Of course, there's good reason to feel that way: Facebookers share 30-billion plus pieces of information each month, and Twitter users output 1 billion tweets weekly. There's a tremendous amount of digital information floating around and few great solutions for filtering it, making sense of it, and consuming it.
That's changing. Nicholas Negroponte foreshadowed the current state of things back in 1995 with the "Daily Me," a customized news experience, but it's only been over the last 18 months that his idea has manifested itself via mainstream products and services. As social networks quickly become entrenched in our everyday lives and content becomes increasingly consumed on tablets, we're seeing the Daily Me embodied among competitors in a race towards better content curation: Flipboard, Zite, and News.me, maybe the most obvious homage to Negroponte yet.
They all work differently. Unveiled at Fortune's Brainstorm Tech conference last year, Flipboard pulls social network and web content and presents it in magazine-like form; Zite tries to personalize the user experience based on behavior. And News.me meshes attractive design with adaptive technology, and differentiates itself with a paid subscription weekly or monthly model. All of them integrate your social network graphs in some way, and there's a reason for that.
"One of the biggest challenges is how do you make that content more easily discoverable, easily consumable, easily digestible," says Flipboard CEO Mike McCue. "I think social networks are the biggest heuristic we've ever had to achieving the original vision of Nicholas Negroponte's idea -- they act as your personalization heuristics."
That same concept is at the core of the Twitter-focused start-up Sulia. Founded by Jonathan Glick, it's one of the few Twitter-endorsed third-party services. Its mission: filter tweets and Twitter lists to figure out who the most frequently listed and prolific tweeters are on any given topic. Those tweeters in turn become the sources of "Top experts" of different broad channels on Sulia, from Politics & Causes to Arts & Entertainment, and those channels are viewable on Sulia.com proper or via apps like Flipboard.
Though services like Sulia help filter through all the riff-raff, there's a long way to go, something McCue and Glick readily admit. It's a challenge with no clear discernible answer, or at least one they're ready to reveal yet, other than the obvious: make the technology smarter.
"Think of these pieces of information like individual pieces of a quilt," says Glick, who once served as Head of Product Development and Technology for The New York Times Electronic Media Company. "We can do a better job of patching those pieces together into one cohesive, larger work."
Zite already tries to do that, based on factors like click-throughs, how long users linger on stories, and even semantics -- "left-wing" blogger? "Right wing?" -- to increasingly "surface" relevant content to readers. The current level of technology remains promising but flawed. Content could be curated depending on deeper aspects like who you interact with the most on Facebook or Twitter -- colleagues, mentors, close friends and family -- and all without readers having to perform banal tasks like voting stories up or down.

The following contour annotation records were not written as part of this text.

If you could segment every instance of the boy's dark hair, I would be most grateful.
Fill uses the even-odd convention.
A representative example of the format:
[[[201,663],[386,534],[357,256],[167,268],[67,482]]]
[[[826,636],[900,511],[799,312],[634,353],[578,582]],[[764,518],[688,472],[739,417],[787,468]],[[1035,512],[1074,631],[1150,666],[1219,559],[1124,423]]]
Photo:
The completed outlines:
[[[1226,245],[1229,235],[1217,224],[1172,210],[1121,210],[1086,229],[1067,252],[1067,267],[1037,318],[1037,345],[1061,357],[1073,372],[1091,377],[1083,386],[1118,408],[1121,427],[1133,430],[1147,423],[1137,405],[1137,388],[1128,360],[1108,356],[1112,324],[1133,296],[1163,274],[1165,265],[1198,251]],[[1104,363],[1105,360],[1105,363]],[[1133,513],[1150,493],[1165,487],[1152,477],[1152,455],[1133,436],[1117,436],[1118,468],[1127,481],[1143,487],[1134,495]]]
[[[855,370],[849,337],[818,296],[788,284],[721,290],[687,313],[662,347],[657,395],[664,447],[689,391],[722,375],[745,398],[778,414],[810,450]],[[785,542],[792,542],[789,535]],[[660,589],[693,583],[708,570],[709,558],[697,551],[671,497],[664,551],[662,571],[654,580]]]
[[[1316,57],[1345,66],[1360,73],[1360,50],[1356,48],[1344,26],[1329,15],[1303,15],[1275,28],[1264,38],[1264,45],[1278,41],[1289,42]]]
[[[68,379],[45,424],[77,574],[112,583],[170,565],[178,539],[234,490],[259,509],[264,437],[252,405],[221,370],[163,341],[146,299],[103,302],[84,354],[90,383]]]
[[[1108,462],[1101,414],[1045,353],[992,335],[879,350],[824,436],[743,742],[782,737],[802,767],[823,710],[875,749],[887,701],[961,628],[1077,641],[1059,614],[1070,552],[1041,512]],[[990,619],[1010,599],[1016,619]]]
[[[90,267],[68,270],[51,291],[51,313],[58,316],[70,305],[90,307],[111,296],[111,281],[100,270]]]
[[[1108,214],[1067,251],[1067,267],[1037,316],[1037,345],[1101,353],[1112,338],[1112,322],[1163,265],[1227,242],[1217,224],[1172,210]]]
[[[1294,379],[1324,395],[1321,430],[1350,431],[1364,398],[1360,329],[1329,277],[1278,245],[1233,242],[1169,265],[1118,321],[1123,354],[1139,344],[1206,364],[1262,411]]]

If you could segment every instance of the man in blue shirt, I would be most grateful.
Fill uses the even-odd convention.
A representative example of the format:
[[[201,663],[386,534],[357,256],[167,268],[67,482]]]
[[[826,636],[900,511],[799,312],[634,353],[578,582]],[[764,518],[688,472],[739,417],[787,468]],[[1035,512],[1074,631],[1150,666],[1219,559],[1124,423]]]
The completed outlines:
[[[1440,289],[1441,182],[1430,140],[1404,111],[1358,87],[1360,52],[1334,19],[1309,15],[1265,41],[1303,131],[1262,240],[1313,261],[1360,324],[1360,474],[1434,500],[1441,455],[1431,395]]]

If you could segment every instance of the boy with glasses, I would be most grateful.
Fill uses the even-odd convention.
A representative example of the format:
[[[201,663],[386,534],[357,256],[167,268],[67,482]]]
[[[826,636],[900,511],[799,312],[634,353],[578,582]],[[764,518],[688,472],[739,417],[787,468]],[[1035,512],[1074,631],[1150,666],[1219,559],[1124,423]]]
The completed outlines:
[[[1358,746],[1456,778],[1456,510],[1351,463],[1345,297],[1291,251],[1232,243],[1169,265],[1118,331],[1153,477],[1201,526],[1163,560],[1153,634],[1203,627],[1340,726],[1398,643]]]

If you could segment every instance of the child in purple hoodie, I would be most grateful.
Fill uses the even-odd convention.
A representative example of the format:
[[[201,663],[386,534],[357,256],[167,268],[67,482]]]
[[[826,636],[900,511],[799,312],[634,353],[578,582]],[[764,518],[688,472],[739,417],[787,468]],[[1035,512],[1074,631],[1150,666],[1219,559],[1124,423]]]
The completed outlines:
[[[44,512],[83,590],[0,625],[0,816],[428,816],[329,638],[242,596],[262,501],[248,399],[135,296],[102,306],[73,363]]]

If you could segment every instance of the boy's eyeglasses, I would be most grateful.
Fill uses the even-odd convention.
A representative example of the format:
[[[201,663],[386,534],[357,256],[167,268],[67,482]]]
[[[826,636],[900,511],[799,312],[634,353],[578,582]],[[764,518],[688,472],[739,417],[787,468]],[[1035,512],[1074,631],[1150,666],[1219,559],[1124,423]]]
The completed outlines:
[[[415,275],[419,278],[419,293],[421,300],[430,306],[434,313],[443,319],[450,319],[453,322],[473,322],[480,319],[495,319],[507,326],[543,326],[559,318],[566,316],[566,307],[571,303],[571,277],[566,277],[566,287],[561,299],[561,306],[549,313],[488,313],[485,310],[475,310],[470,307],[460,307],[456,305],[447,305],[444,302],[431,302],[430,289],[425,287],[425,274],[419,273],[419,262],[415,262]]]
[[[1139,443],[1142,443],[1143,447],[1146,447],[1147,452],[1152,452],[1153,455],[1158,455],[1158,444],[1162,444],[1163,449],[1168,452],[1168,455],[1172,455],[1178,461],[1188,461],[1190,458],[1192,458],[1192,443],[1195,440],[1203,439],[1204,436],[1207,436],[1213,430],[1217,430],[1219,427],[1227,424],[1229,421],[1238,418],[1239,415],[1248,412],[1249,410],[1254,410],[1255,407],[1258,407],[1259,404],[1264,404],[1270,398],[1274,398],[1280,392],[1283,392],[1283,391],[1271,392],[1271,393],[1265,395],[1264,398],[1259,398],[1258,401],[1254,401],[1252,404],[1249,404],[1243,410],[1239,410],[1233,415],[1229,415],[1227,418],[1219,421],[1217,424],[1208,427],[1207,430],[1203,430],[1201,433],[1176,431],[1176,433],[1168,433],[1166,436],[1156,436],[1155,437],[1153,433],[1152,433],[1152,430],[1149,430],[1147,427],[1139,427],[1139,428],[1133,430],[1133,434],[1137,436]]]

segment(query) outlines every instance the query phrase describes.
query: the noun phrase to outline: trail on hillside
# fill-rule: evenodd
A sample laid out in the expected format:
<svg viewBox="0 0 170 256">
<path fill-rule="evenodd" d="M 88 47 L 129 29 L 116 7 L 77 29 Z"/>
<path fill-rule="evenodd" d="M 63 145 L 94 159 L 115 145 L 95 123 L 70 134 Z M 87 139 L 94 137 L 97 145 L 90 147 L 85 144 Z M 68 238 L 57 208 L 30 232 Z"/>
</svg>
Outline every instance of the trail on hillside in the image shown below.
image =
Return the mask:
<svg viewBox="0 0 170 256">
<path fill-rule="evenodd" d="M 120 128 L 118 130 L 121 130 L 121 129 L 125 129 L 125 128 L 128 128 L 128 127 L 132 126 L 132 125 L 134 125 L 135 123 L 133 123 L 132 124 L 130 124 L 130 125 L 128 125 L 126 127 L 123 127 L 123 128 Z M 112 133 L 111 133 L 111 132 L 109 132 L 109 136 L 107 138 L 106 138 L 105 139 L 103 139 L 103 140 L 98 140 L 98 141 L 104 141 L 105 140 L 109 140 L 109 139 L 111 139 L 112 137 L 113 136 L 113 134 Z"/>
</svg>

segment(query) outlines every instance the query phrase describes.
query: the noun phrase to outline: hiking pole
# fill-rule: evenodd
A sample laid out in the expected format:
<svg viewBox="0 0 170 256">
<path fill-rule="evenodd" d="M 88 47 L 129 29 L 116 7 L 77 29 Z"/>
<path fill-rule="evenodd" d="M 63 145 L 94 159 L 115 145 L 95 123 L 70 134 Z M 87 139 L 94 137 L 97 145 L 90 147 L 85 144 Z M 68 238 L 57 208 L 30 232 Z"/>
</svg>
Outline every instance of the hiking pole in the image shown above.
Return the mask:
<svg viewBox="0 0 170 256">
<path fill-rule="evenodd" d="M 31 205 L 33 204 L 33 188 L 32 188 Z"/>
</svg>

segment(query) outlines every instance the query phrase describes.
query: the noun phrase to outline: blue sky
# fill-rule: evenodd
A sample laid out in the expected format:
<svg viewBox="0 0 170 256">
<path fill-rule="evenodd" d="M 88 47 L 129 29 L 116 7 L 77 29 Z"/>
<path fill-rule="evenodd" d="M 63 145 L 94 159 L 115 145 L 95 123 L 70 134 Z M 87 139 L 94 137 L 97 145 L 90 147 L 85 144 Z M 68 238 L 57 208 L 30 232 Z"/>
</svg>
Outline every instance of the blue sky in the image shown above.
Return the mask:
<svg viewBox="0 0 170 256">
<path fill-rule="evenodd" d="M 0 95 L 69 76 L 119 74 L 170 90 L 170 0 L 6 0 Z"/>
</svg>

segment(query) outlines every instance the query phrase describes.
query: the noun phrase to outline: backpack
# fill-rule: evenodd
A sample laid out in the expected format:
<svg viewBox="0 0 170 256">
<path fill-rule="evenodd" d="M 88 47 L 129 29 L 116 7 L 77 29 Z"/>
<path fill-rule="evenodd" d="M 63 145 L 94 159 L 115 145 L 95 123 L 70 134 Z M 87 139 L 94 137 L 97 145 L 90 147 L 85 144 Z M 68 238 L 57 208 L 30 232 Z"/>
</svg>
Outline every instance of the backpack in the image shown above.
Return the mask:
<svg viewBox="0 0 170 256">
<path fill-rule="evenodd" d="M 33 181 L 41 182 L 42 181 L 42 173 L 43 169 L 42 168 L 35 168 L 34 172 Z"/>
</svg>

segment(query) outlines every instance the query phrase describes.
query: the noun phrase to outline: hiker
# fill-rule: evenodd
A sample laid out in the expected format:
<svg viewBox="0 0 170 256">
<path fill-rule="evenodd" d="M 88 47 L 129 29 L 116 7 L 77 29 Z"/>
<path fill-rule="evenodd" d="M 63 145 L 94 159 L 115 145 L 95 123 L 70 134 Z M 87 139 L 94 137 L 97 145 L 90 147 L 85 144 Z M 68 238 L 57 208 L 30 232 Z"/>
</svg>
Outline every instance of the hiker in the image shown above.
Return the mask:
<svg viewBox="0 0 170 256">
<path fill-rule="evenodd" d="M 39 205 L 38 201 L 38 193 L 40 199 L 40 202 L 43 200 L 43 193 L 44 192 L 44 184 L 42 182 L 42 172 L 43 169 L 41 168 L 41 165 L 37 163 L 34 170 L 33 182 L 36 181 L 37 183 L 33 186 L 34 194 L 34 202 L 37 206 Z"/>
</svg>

Instead, McCue argues that better content curation should come without what he views as superfluous user input. Whether it's a computer, a tablet or a smartphone, there will always be a user contingent that wants access to all the knobs and buttons to tweak the product and service as much as they like. Yet, the majority or mainstream will arguably want all that stuff tucked away behind-the-scenes.
Developers and curators will and should get smart on this front, but not too smart. Cross the line, and heavily curated content actually becomes negative. As services dig deeper into our social graph, they run the risk of eventually presenting a narrow, homogeneous mix of information that lacks the serendipity that comes from discovering the news for ourselves, as we might when we open the day's newspaper. That's an important element -- not to say it's only the province of old-media to be serendipitous -- if StumbleUpon's 1 billion monthly "stumbles" are any indication. If content becomes so personalized that, say, users only see left-wing- or right-wing-leaning content that reinforces their world-views, that's no good either. There's no room for debate if users simply don't know what the other side is saying.
In other words, there may be a lot of utility in socially curated news apps, but there could also be a point where rather than act as a very smart filter, news aggregators become nothing more than a simple, dumb mirror.